Rob finally admits that she’s succeeded in scaring the pants off him. She smiles.
“Have you still got your thumbs?”
“Yes, I have. There’s not much you can do about that, is there?”
Laura lets out a creepy giggle and hangs up on him. Rob wonders aloud why his wife would do this to him, and resolves that he MUST be dreaming, because Laura would never do such a thing. He resolves to get to work to take his mind off the events of the “dream,” but he’s interrupted by the same scary music from the previous night’s television show.
Oh, and Danny Thomas walks in.
This Danny Thomas, however, speaks in a British accent. Rob asks who he is, and the man smiles and tells him to guess. Rob comically mimes a series of alien characteristics, and Kolak nods, to Rob’s chagrin. Rob asks why he’s there.
“I’ve merely come to see what the last remaining earth person looks like.”
Rob throws him out of his office (“You’ll never get me! I’ve still got my thumbs!”), and as he’s walking out, Kolak points out a stain on Rob’s necktie … while facing the opposite direction.
As he leaves, Kolak casually tosses a handful of walnuts behind him. Rob reiterates his belief that it can’t be real:
“I must be dreaming. Either that, or I’m in the Twilo zone!”
He heads over to light a cigarette, but can’t get the lighter to work. He looks down at his hands, and realizes he has no thumbs!
Rob hurries home to wake himself up before the alarm clock can go off. He runs into the house, screaming for Laura. He pulls off his hat and walnuts fall to the floor, to which he hilariously exclaims:
“Danny Thomas put nuts in my hat!”
He opens the door to the closet, and a veritable avalanche of walnuts sending Rob stumbling backwards on his ass.
And then Laura comes sliding down Walnut Hill bearing a huge grin (brief note of interest: this entire scene had to be filmed in one take, because it would have taken far too much time to repack the nuts into the closet!).
Rob asks Laura to hit him to try to wake him up, so she gives him a wallop to the jaw. It doesn’t work, though–Rob’s still missing his thumbs (Laura, curiously, still has hers, though they don’t address this discrepancy). He watches as she drinks down some “fresh air” and accuses her of being a Twilo-ite. She turns her back on him and comments on his stained tie, confirming the existence of her “new eyes.”
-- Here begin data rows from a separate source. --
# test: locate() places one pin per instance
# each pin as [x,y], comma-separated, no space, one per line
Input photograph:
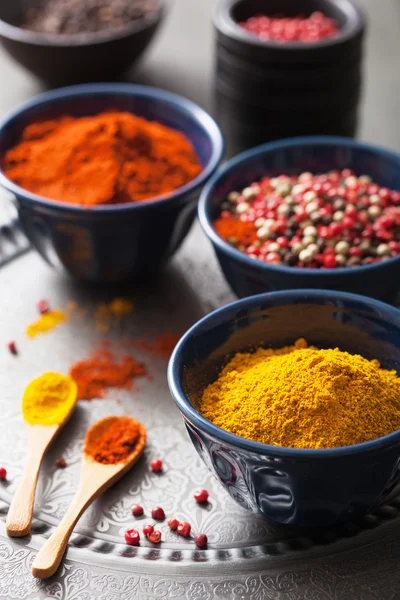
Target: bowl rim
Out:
[226,25]
[36,38]
[186,106]
[191,414]
[233,163]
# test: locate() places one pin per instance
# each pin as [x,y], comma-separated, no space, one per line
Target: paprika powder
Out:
[113,439]
[100,371]
[109,158]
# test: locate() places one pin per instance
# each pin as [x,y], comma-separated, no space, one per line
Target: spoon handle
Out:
[95,479]
[49,556]
[19,516]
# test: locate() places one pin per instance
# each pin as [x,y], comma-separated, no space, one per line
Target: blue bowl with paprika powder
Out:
[317,154]
[117,242]
[292,486]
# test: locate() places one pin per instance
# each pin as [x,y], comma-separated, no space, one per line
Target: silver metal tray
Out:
[247,557]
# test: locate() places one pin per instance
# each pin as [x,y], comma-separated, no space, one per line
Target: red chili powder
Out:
[100,371]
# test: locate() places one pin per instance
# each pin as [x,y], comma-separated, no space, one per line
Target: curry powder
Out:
[302,397]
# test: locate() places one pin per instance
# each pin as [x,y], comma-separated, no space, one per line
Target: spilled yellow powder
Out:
[302,397]
[46,322]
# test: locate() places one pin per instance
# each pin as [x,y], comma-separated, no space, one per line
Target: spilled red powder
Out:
[100,371]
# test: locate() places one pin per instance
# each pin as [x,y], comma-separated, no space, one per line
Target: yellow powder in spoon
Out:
[49,399]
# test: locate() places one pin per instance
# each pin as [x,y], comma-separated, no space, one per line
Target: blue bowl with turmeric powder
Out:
[293,486]
[118,242]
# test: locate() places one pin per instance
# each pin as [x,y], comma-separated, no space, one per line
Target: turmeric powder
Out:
[46,322]
[49,399]
[302,397]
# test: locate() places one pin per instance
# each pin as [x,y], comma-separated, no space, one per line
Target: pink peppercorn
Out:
[137,510]
[158,513]
[329,261]
[184,529]
[12,348]
[156,465]
[132,537]
[43,306]
[155,536]
[147,529]
[201,540]
[173,523]
[201,496]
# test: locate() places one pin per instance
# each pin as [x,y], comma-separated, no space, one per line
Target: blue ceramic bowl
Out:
[116,242]
[289,485]
[247,276]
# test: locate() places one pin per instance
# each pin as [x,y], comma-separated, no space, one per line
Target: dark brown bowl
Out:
[64,59]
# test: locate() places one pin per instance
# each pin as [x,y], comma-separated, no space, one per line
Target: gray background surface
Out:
[181,60]
[361,564]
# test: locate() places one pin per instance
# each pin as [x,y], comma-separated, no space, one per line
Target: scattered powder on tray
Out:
[100,371]
[46,322]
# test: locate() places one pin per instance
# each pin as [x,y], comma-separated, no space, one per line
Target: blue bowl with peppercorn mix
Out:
[249,275]
[305,487]
[118,242]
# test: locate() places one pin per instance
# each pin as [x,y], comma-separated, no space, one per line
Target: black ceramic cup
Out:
[266,90]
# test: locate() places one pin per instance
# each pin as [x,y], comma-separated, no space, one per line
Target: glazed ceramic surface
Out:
[117,242]
[289,485]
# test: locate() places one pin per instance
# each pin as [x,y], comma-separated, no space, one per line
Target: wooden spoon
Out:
[96,477]
[39,436]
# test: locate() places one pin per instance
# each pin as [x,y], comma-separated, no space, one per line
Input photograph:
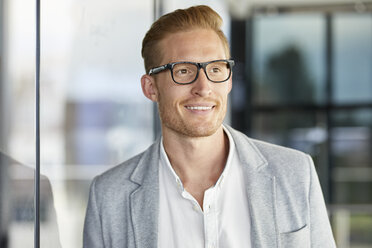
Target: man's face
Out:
[197,109]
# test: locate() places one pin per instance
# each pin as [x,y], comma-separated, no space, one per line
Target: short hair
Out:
[180,20]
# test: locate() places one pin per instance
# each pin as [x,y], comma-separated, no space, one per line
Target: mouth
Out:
[202,108]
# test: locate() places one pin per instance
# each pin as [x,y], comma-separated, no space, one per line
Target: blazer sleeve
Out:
[321,232]
[93,236]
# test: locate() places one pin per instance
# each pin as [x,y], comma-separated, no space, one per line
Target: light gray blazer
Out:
[285,199]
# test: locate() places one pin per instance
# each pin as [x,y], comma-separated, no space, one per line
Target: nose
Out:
[202,86]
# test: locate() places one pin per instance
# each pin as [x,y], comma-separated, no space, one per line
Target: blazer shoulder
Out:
[120,174]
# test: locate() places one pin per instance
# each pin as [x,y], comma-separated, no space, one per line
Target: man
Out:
[203,184]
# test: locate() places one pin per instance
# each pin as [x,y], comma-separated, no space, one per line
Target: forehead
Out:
[198,45]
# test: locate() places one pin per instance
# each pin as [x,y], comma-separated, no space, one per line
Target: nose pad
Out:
[202,85]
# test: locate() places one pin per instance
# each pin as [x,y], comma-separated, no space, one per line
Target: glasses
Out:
[217,71]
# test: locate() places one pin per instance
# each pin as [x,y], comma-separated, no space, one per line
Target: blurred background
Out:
[303,79]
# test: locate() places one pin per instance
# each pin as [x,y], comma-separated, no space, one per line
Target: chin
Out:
[198,131]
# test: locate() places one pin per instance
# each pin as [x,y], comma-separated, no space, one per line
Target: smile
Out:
[199,107]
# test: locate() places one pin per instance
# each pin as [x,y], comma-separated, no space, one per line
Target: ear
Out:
[149,88]
[230,84]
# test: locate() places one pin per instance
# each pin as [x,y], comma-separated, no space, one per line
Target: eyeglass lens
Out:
[184,73]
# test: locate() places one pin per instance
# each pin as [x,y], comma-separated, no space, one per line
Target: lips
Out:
[199,107]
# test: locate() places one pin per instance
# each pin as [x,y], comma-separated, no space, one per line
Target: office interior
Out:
[303,79]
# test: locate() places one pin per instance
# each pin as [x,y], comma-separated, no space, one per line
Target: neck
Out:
[197,159]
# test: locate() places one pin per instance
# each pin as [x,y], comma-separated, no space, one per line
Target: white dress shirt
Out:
[225,221]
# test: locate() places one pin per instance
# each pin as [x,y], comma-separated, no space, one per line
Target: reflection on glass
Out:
[288,59]
[351,153]
[17,205]
[352,58]
[93,113]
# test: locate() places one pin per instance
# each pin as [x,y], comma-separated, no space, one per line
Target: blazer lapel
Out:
[261,191]
[144,201]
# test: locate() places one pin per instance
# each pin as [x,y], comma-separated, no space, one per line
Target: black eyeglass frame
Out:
[170,66]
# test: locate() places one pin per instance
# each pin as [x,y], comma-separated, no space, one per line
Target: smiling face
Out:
[197,109]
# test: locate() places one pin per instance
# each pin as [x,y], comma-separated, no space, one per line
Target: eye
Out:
[182,70]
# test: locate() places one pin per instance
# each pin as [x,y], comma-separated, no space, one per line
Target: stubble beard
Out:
[174,122]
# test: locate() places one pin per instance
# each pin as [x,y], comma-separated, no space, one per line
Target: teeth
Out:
[198,108]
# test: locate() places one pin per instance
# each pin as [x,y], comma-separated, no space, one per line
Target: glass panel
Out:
[352,58]
[303,131]
[93,112]
[288,60]
[351,153]
[352,226]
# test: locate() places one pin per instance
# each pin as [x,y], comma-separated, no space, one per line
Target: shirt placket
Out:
[210,219]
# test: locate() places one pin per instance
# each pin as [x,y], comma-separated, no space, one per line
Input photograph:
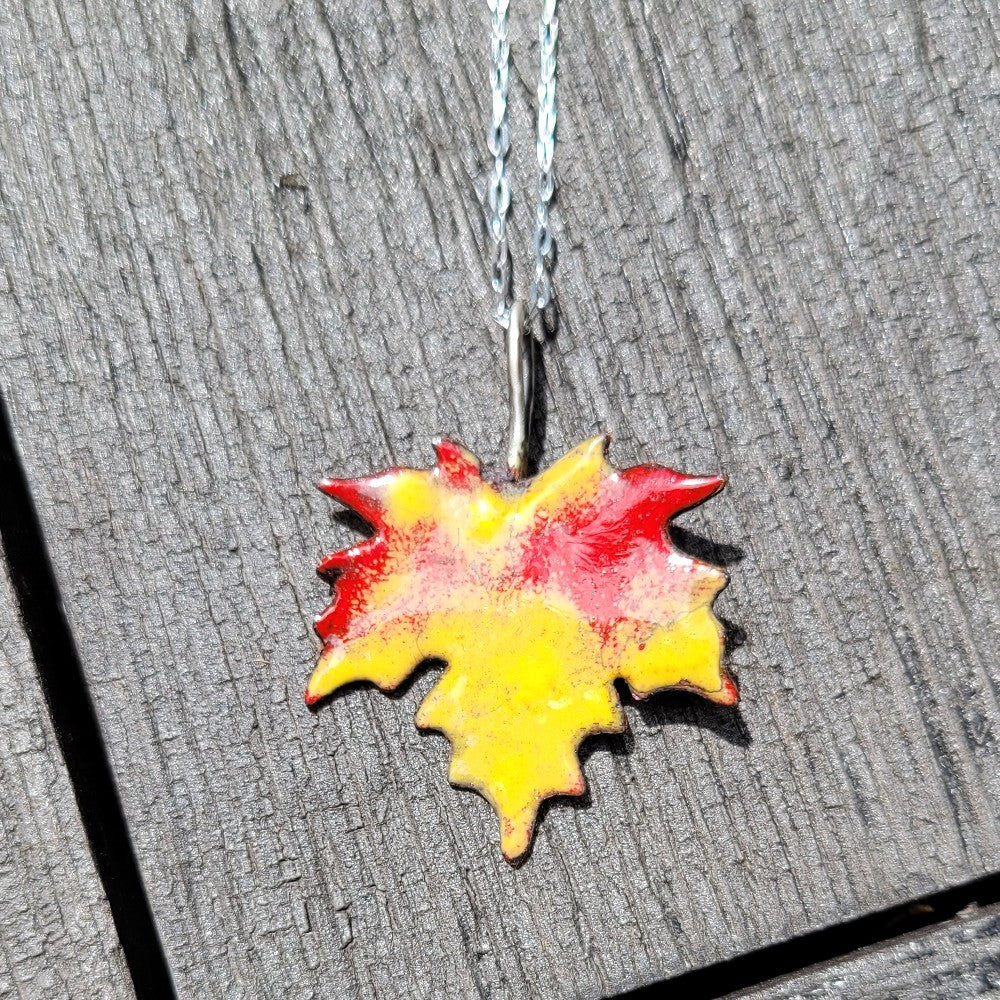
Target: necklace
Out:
[537,594]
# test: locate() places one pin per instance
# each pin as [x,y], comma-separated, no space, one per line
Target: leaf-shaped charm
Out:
[538,596]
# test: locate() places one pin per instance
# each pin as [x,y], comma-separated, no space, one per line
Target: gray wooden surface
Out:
[242,248]
[56,933]
[956,960]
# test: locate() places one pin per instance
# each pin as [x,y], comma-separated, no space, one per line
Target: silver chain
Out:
[498,140]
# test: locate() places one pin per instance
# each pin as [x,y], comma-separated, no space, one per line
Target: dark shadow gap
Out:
[61,675]
[840,942]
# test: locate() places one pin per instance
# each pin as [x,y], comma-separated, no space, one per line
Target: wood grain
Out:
[243,247]
[957,960]
[56,932]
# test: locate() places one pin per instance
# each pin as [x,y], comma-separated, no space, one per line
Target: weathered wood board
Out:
[242,249]
[56,933]
[957,960]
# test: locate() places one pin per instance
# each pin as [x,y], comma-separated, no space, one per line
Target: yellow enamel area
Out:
[688,652]
[528,676]
[517,708]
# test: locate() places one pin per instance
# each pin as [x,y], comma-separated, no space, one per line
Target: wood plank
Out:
[242,250]
[56,931]
[957,960]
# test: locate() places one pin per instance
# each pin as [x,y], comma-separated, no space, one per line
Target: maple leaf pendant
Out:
[538,596]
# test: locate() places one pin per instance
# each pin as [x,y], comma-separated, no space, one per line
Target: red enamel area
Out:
[589,552]
[594,549]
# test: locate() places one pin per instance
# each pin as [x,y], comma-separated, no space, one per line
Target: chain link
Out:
[498,140]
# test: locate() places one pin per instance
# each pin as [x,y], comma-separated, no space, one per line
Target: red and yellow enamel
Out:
[538,596]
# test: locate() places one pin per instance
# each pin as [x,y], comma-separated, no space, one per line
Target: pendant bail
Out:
[520,379]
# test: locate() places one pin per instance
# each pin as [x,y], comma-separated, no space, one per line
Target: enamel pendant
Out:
[537,596]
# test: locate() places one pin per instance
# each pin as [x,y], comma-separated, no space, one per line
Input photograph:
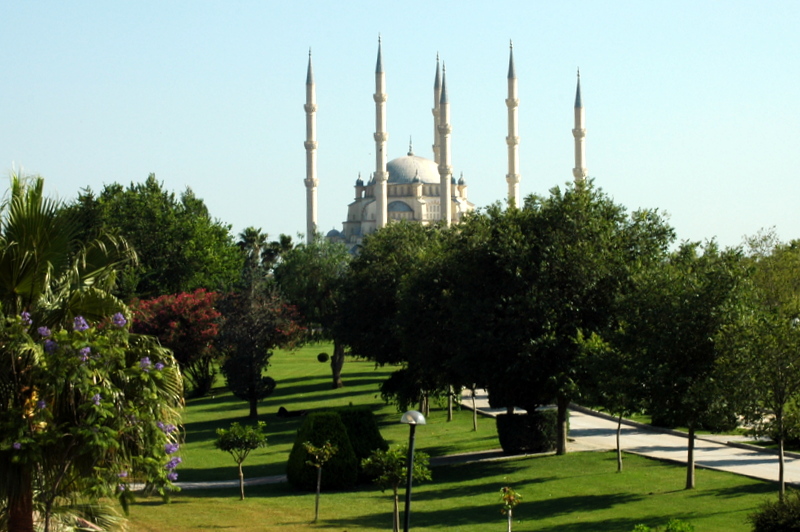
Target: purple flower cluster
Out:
[166,428]
[171,448]
[79,324]
[118,320]
[173,463]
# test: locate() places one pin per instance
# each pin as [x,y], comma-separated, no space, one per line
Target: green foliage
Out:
[188,324]
[239,440]
[509,499]
[85,406]
[778,516]
[362,429]
[341,471]
[206,256]
[534,432]
[673,525]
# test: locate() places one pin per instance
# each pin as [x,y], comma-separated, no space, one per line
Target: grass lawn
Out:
[580,491]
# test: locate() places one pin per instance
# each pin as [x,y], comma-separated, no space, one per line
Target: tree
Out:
[390,470]
[768,338]
[240,442]
[310,276]
[192,251]
[319,457]
[673,326]
[188,324]
[83,403]
[257,320]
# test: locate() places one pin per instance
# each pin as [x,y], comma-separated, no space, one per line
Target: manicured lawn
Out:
[577,492]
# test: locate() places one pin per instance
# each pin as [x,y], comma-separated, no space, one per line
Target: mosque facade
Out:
[411,187]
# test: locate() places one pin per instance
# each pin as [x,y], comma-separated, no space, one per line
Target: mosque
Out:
[412,187]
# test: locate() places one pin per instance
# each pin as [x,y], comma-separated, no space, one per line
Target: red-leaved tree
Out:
[188,324]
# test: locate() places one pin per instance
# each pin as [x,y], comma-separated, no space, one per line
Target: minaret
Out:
[311,180]
[512,102]
[437,94]
[579,132]
[381,136]
[445,168]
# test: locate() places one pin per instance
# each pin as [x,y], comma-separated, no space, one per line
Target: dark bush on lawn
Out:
[365,437]
[530,433]
[777,516]
[340,472]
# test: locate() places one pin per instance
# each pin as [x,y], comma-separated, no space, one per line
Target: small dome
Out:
[404,170]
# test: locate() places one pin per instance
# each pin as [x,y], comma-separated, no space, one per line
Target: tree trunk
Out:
[561,425]
[690,461]
[396,517]
[619,447]
[474,413]
[241,483]
[781,479]
[337,362]
[450,393]
[20,501]
[319,487]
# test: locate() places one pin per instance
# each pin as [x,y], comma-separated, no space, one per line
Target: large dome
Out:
[403,170]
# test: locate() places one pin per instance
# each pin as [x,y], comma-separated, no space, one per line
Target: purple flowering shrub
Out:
[93,396]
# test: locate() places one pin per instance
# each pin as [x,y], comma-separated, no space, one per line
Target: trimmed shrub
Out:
[777,516]
[365,437]
[534,432]
[340,472]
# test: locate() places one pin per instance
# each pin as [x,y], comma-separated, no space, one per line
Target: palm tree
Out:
[51,277]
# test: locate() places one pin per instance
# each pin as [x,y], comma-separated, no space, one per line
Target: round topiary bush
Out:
[534,432]
[365,436]
[340,472]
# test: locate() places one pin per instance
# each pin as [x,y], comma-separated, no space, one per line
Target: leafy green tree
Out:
[319,457]
[390,469]
[768,338]
[191,250]
[188,324]
[680,310]
[257,320]
[84,405]
[240,441]
[310,276]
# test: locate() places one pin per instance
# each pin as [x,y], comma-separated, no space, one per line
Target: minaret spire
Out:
[381,136]
[445,168]
[579,132]
[512,140]
[310,144]
[437,94]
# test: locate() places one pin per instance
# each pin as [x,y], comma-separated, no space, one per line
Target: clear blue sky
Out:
[691,107]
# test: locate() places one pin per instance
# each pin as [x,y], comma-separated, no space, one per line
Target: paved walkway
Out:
[592,431]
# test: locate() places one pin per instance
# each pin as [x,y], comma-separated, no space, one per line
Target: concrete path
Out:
[594,431]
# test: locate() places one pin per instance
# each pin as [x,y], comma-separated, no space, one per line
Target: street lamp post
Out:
[411,418]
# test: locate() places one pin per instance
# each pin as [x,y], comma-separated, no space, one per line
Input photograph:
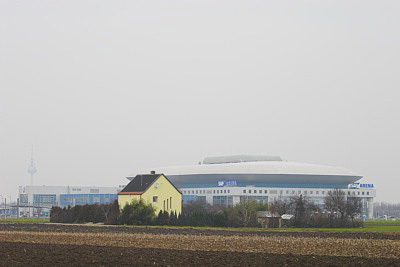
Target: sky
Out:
[102,89]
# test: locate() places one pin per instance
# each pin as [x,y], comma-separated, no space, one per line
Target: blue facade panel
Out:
[188,199]
[83,199]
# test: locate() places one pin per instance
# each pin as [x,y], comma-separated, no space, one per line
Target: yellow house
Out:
[155,189]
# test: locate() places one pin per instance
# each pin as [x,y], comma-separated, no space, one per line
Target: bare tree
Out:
[353,207]
[335,202]
[246,212]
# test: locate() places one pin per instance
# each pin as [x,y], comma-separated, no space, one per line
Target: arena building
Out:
[231,179]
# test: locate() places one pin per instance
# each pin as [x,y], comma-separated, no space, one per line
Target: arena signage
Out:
[227,183]
[361,186]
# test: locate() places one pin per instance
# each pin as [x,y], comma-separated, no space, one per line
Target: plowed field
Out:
[75,245]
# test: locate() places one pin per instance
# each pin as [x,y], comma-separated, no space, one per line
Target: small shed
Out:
[268,219]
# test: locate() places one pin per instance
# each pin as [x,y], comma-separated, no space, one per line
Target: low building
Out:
[36,201]
[154,189]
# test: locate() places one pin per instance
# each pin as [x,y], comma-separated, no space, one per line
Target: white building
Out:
[37,200]
[229,180]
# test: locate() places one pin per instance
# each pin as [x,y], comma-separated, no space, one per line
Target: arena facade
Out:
[231,179]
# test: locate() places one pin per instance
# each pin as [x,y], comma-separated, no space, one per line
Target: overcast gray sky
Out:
[104,88]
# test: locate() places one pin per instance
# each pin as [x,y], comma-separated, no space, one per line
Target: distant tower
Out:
[32,169]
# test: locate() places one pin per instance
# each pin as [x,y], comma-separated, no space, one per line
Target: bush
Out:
[137,213]
[104,213]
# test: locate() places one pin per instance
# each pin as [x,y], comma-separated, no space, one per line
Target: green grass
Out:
[28,220]
[382,223]
[371,229]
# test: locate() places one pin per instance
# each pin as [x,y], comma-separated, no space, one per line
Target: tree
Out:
[246,212]
[335,202]
[353,207]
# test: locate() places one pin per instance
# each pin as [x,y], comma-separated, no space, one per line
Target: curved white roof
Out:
[259,167]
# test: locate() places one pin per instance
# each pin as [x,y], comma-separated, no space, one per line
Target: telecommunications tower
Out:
[32,169]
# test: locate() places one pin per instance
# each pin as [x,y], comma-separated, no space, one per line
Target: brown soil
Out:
[28,254]
[187,231]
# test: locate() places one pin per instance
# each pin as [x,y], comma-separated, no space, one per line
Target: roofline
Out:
[139,193]
[130,193]
[171,183]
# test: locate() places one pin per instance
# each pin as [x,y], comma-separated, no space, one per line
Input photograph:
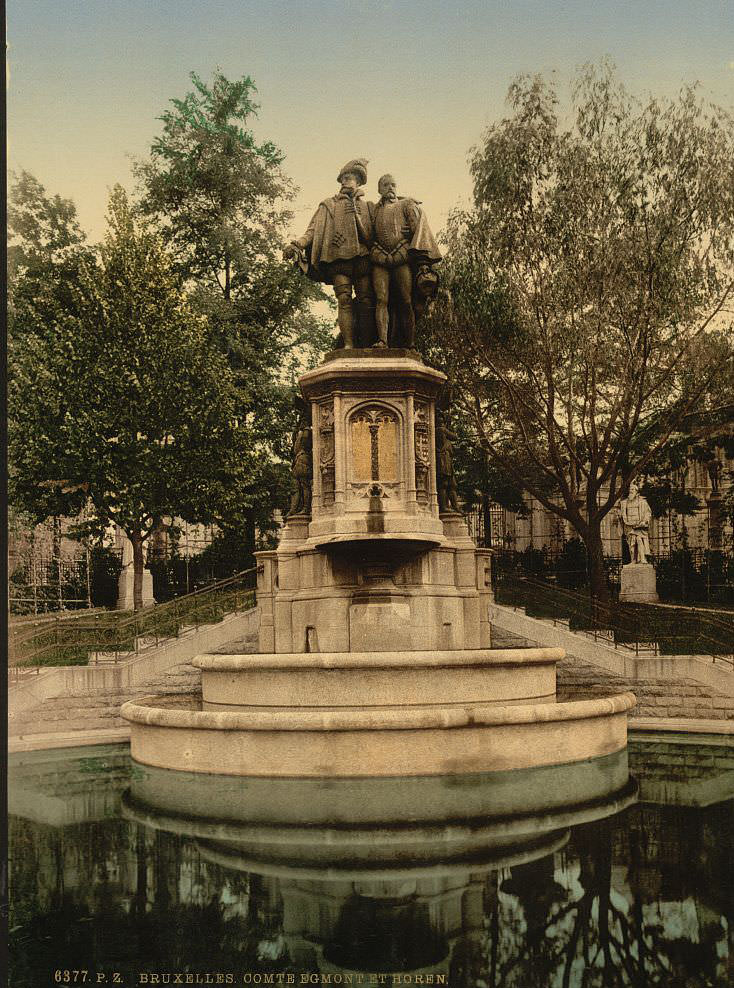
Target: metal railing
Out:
[637,628]
[110,636]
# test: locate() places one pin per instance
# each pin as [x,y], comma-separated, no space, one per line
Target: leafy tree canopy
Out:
[220,198]
[588,289]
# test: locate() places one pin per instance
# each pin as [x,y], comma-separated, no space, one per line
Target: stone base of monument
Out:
[638,584]
[375,714]
[374,643]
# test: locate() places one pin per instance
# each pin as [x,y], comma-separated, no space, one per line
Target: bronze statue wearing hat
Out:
[335,249]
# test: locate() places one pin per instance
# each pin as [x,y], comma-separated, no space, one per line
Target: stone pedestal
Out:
[638,584]
[375,567]
[125,598]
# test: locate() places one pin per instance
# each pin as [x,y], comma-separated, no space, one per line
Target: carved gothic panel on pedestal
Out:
[422,451]
[326,452]
[374,448]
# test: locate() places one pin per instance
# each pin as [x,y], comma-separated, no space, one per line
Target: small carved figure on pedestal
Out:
[335,250]
[448,499]
[302,470]
[635,513]
[403,255]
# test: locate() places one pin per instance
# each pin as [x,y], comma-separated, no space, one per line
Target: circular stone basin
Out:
[402,741]
[380,828]
[336,681]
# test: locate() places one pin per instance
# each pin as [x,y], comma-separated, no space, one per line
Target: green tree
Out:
[122,400]
[221,198]
[588,292]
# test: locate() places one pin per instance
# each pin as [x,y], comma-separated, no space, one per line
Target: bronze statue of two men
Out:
[379,257]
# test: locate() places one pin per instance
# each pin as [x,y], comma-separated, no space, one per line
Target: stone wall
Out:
[679,698]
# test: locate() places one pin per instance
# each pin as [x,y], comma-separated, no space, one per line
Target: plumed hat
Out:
[358,166]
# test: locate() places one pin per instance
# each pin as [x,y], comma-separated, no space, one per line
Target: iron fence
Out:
[637,628]
[108,636]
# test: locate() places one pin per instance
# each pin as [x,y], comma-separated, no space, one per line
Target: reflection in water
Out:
[119,868]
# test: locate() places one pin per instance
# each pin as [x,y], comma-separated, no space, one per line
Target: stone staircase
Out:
[679,698]
[99,711]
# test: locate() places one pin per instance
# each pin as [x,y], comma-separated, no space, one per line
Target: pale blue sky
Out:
[409,84]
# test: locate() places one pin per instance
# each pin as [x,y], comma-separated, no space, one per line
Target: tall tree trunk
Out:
[598,585]
[137,540]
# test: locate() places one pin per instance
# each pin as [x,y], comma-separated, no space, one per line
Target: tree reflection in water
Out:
[643,898]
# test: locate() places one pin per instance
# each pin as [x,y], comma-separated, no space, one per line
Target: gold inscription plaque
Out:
[374,446]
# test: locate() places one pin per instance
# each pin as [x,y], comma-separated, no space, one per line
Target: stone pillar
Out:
[125,600]
[638,584]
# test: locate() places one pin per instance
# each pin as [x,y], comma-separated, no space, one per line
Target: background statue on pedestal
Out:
[448,498]
[335,250]
[635,513]
[403,255]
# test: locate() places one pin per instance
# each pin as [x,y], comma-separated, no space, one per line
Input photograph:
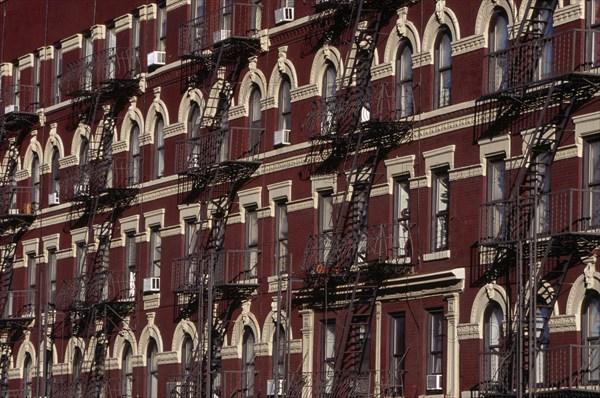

And just to drive it home, Laura tells Rob that her name is “Lolak” and lifts up her hair to reveal her second set of eyes.
Rob loses it and run around the house yelling, “I gotta wake up!” Laura laughs evilly as Buddy, Sally, Mel, and Danny Thomas/Kolak enter the living room, all of them cackling. They stand over him as he cowers on the floor …
And the scene dissolves to Rob and Laura’s bedroom. The alarm clock blares as Rob and Laura both toss and turn and call out in the midst of their own nightmares, finally falling on the floor in a heap. Rob tells Laura about his dream, and she tells him she had a bad one of her own:
“I dreamt that Danny Thomas was chasing me and throwing walnuts at me, and every place he hit me, I’d lose a thumb and grow an eye!”
They huddle together for comfort, wishing it were morning.
As the episode ends, Rob and Laura have gone back to their respective beds, but are unable to sleep. Rob proposes that they watch some television. Their only late-night options, however, are an exercise program and something called “The Werewolf from Outer Space.”
“It May Look Like a Walnut” was written by show creator Carl Reiner (who did not appear in the episode in his recurring role as Alan Brady, as that character would not be fully shown onscreen until the fourth season). Overall, it’s one of the most highly entertaining half-hours of television that I have ever seen. Of the roughly two dozen TDVDS episodes I’ve watched in the past, this one is by far my favorite, if only for the smart parodic elements and Van Dyke’s amazing reaction shots throughout the show. The scene where Laura comes out of the closet riding a wave of walnuts is a classic image, and one that never fails to make me smile. Also, the addition of Danny Thomas, who by this point was in the midst of filming the tenth season of his popular sitcom Make Room for Daddy, is a welcome one–his appearance is relatively brief, but he gets some of the biggest laughs of all.
And trust me–once you’ve seen this episode, you’ll never look at a walnut the same way again.